Bi Ijah menerima uang yang disodorkan majikannya itu. “Iya Pak, kalo gitu aku taruh belanjaan dulu di dapur”.
“Beli apa aja Bi? Beli jajanan gak?”, terdengar suara Denny dari dapur.
“Ada Dik, cari aja di dalam kresek”.
Tak lama Bi Ijah keluar dari dalam dapur. “Tetapi berangkat dahulu Pak”.
Om Ridwan hanya mengangguk. Selang beberapa menit setelah Bi Ijah menghilang dari balik pintu, menyusul Denny yang keluar dari dapur sambil mengunyah. Sambil saya botol air, Denny beranjak naik kembali ke lantai dua. Tapi sesaat. Tak lama terdengar bunyi Om Ridwan yang berpesan kepada Denny bekerja kalau ada suara atau telepon bilang saja ayahnya itu sedang tidak ada, dengan alasan kalau hari ini ia sedang agak tak sedap badan dan akan tidur siang.
Permintaan itu hanya dijawab singkat dengan “Oke..” oleh Denny. Sesaat sesudah itu Om Ridwan pun masuk kembali ke dalam kamar.
“Benar kan, keadaan bisa diamankan hehehe”.
Cinta segera mencubit gemas lengan laki-laki itu tanpa bersuara. Cinta terkekeh karena geli dengan sandiwara yang barusan didengarnya.
“Om sesuai dapet Piala Citra, aktingnya keren hehehe”.
“Ssstt.. ketawanya pelanin, ntar kedengeran”, Om Ridwan mengingatkan.
Dengan segera Cinta menutup mulutnya dengan tangan kiri, kemudian sebagian ketika tersenyum simpul. Om Ridwan menggayut pinggang Cinta dan menggandengnya mendekati ranjang. Cinta menurut karena tahu kalau menolak karenanya Om Ridwan akan membujuknya terus. Pikirnya, seketika berlama-lama lebih baik menuruti apa yang karena oleh Om Ridwan bekerja semuanya pesat selesai. Tapi dikala laki-laki itu hendak melepaskan memperhatikan, Cinta menghentikannya sejenak.
“Gak usah pake buka pakaian ya Om, katanya cuma quiky doang”.
“Loh kalo gak pake buka pakaian mana nikmat”.
“Tetapi waktunya kan mepet banget Om”.
“Gak apa-apa, jarak bandara kan jauh dari sini. Gak mungkin Feli dapat balik secepat itu”, sahut Om Ridwan sambil membuka pakaian baju. Kemudian menyusul menurunkan celana pendek yang digunakannya.
“Melainkan Om…”.
“Ayo dong, anggap aja kita ngerayain kelulusan kau. Kan Om juga pakaian dapet hadiah kelulusan…”, kata Om Ridwan segera memotong.

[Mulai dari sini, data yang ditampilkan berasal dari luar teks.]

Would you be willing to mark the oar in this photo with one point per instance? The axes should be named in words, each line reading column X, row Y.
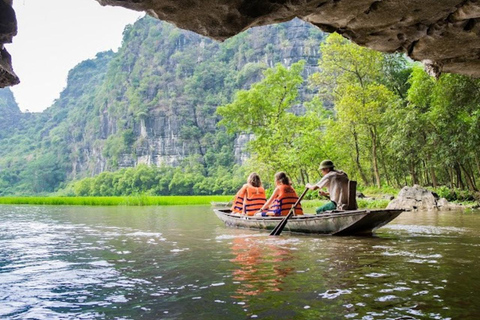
column 279, row 228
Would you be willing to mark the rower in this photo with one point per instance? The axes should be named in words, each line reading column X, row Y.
column 338, row 187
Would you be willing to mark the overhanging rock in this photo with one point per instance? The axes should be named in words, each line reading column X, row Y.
column 442, row 34
column 8, row 29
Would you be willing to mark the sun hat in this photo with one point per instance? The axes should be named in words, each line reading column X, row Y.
column 326, row 164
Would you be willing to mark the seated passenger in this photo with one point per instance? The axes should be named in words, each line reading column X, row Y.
column 282, row 199
column 251, row 197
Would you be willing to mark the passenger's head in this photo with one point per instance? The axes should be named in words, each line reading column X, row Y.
column 254, row 180
column 281, row 178
column 326, row 166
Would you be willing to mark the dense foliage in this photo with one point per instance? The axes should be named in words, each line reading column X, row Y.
column 392, row 124
column 380, row 117
column 152, row 102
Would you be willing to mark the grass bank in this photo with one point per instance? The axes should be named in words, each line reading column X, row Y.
column 117, row 201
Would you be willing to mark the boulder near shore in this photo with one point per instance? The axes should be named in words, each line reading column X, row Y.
column 418, row 198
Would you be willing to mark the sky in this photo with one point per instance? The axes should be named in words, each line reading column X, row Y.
column 53, row 37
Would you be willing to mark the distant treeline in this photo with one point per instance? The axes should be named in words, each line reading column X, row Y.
column 151, row 180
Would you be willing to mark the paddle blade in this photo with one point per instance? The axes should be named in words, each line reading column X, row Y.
column 279, row 228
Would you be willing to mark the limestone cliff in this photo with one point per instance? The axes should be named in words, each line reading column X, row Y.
column 154, row 101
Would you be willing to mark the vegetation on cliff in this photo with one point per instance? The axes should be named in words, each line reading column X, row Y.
column 164, row 114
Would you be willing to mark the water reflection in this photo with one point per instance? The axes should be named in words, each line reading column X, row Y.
column 259, row 266
column 182, row 263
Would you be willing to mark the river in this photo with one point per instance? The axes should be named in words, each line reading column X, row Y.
column 183, row 263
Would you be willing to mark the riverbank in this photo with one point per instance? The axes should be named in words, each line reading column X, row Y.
column 117, row 201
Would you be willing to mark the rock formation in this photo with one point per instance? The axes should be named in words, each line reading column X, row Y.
column 8, row 29
column 417, row 198
column 444, row 35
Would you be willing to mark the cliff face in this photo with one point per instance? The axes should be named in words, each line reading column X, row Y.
column 165, row 84
column 154, row 101
column 10, row 114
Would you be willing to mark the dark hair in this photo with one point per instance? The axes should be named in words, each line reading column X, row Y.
column 282, row 178
column 254, row 180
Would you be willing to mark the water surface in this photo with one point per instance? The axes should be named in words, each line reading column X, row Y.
column 183, row 263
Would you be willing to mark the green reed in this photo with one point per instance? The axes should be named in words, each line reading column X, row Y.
column 117, row 201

Cinta tidak berani protes lagi. Apa yang dikatakan Om Ridwan itu memang benar adanya.
Om Ridwan melanjutkan kata-katanya. “…Oh ya, Om ada kejutan buat kau”.
“Apa Om?”.
“Sejenak…”.
Om Ridwan beranjak menuju lemari baju dan membuka pintunya. Laki-laki itu nampak berupaya mengambil sesuatu dari bawah tumpukan pakaian. Kemudian dia berjalan kembali mendekati Cinta. Dari dekat Cinta dapat memandang apabila benda itu adalah sebuah amplop besar berwarna ia.

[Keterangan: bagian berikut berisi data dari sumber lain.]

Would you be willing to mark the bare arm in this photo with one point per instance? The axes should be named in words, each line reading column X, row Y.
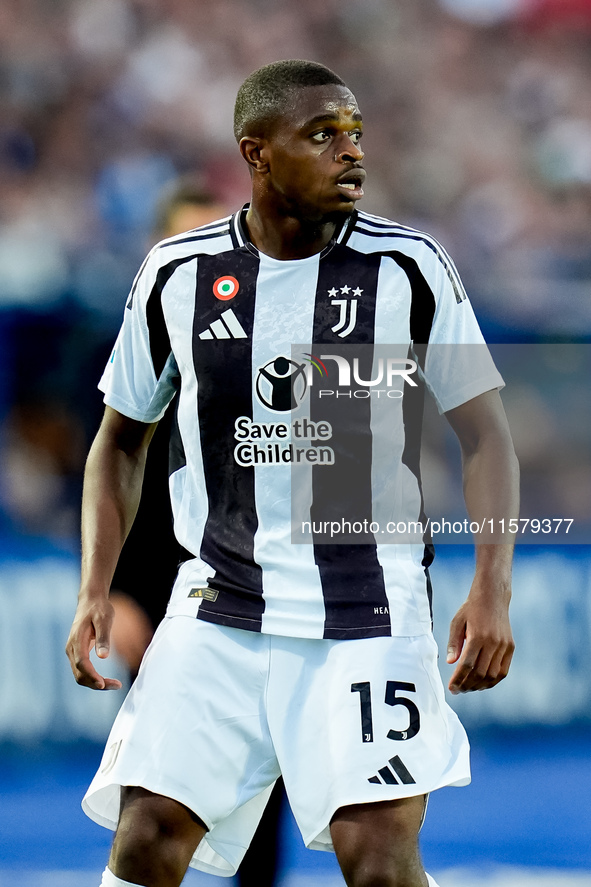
column 112, row 490
column 480, row 639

“Kalau hadiah buat kelulusan kau, coba deh kau buka”.
Cinta mengerutkan keningnya. Dia mengambil amplop tersebut dan membukanya. Didalamnya ada sebuah dokumen berupa lembaran kertas.
“Sekiranya apa sih Om?”.
“Coba deh kamu baca…”.
Cinta membaca pelan-pelan tulisan yang tertera di dokumen tersebut. Selesai membaca ekspresi sumringah langsung terpancar di wajah Cinta. Gadis itu seketika memeluk Om Ridwan dan menghujani laki-laki itu dengan ciuman.

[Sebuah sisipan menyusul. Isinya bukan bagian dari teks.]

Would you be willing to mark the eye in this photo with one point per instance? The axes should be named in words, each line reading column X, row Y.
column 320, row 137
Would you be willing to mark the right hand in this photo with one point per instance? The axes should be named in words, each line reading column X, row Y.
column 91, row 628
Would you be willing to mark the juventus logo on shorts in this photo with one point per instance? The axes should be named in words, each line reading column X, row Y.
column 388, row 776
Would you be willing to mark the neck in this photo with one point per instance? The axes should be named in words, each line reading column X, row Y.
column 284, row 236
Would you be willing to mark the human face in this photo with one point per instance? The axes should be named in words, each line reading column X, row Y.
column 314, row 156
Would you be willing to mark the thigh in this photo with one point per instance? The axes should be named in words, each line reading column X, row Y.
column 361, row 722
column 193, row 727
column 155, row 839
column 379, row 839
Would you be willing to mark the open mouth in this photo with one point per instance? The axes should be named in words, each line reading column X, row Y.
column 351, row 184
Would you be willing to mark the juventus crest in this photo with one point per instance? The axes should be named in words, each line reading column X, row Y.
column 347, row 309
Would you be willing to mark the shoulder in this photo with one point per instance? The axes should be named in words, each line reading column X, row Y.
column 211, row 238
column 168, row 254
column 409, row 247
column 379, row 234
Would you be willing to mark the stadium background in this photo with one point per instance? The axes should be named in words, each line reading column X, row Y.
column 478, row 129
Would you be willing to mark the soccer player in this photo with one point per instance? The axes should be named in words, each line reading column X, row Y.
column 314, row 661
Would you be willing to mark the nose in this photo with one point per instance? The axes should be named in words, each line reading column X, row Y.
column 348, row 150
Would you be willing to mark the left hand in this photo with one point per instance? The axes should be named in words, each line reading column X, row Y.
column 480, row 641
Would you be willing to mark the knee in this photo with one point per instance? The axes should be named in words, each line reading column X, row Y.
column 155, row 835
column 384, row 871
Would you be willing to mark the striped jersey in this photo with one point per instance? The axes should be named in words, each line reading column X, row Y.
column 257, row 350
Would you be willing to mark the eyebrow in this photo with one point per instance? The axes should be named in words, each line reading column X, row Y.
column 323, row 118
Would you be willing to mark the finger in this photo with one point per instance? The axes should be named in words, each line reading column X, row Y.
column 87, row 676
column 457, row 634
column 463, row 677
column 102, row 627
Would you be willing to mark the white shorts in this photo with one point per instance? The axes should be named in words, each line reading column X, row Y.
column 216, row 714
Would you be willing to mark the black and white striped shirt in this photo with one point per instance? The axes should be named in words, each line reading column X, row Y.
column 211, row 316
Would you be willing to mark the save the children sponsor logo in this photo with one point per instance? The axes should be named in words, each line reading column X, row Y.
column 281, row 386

“Makasi Om, makasi.. muaacchh.. muacchh..”.
“Ssstt… Ntar kedengeran”. Om Ridwan seketika memberikan isyarat terhadap Cinta untuk mengecilan volume suaranya. Cinta meletakkan dokumen yang dikendalikannya di ranjang dan dia memeluk laki-laki paruh baya itu.
“Kok bisa sih Om dapet beasiswa buat Cinta?”.
“Rahasia dong, lagian kan Om udah janji dulu hehehe”.
“Makasi ya Om, makasi banget!”. Hujanan ciuman pun mendarat kembali di pipi dan bibir Om Ridwan.
‘Ayo kalo gitu sekarang mau buka pakaian gak? Hehehe”.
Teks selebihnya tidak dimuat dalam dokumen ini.